**VoxisLive for Gaming — Translate Game and Stream Audio in Real Time on Windows**
VoxisLive translates game audio, cutscenes, and live Twitch or YouTube streams into spoken English — or your language — in real time on Windows, with no virtual audio cable or driver install. WASAPI loopback captures any game's audio directly. Translation is spoken aloud, so you keep your eyes on the screen and your hands on the controller.
Playing a Japanese or Korean game that hasn't been localized yet
The global catalog of games available in Japanese, Korean, and Chinese dwarfs what Western publishers choose to localize. Thousands of RPGs, visual novels, strategy titles, and action games remain untranslated — either indefinitely or for years after the original release. Fan translation patches exist for some titles, but they require technical setup, they lag behind patches, and they cover a fraction of the catalog.
VoxisLive approaches the problem from the audio output rather than the game files. If the game speaks its dialogue aloud, VoxisLive can translate that dialogue into your language and speak it back to you, in real time, while you play. No patch. No file modification. No ROM editing. You install VoxisLive on your Windows PC, open the game, and start a translation session.
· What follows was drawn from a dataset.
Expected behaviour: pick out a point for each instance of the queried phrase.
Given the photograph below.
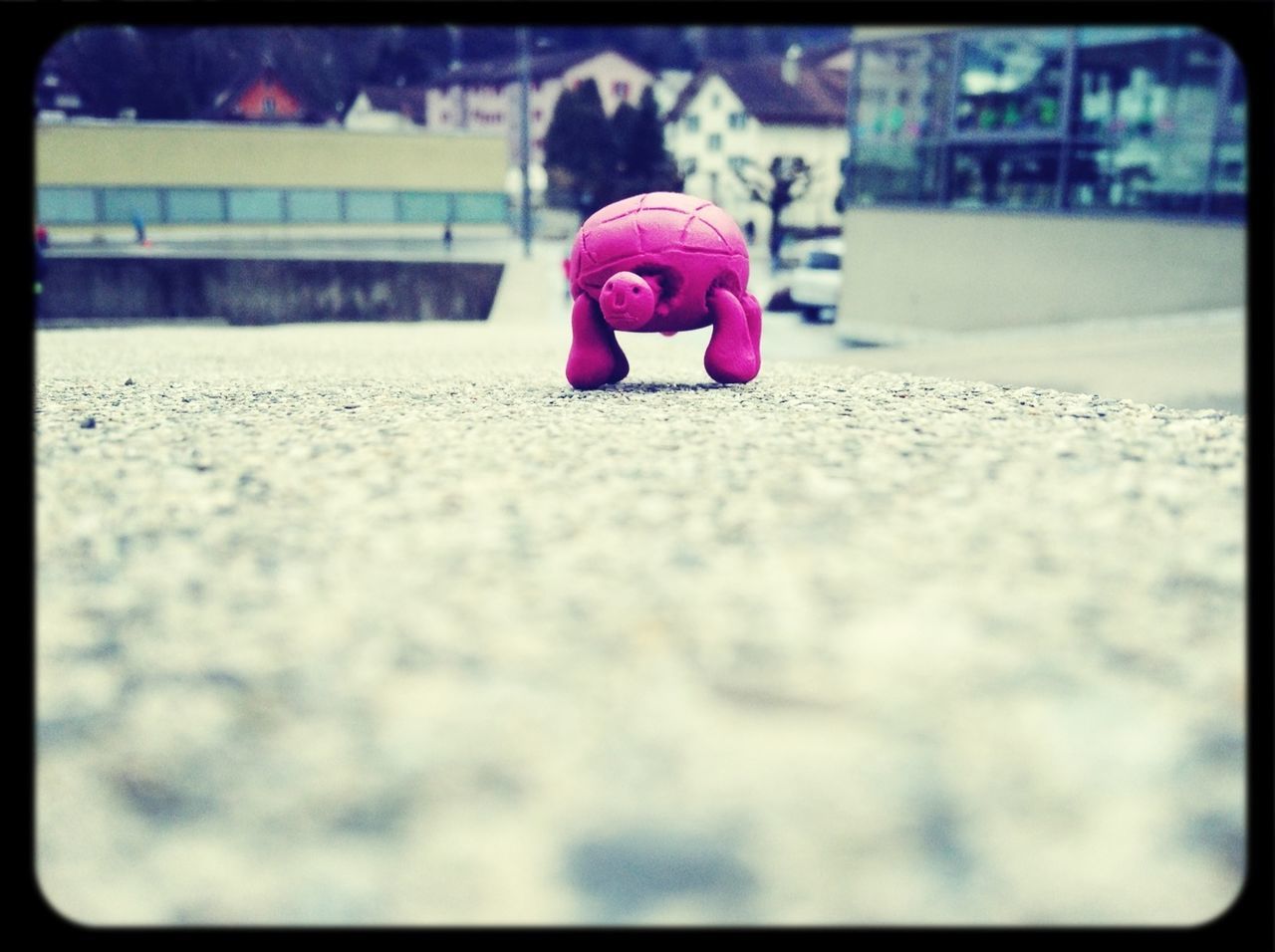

How does VoxisLive translate game audio in real time on Windows?
VoxisLive uses Windows WASAPI loopback to read the audio your sound card is currently playing. This is the same low-level audio API that Windows uses internally — it requires no virtual audio cable, no additional audio driver, and no modification to the game itself. The moment a character speaks, an NPC delivers a line, or a cutscene begins, VoxisLive's on-device speech detection identifies the speech segment and passes it to Gemini Live for translation.
The translated audio comes back as a synthesized spoken voice and plays through a separate output channel — typically a second audio device or a headphone mix. You hear the translation spoken aloud. You do not read subtitles. You do not pause the game to consult a translation window. You keep playing.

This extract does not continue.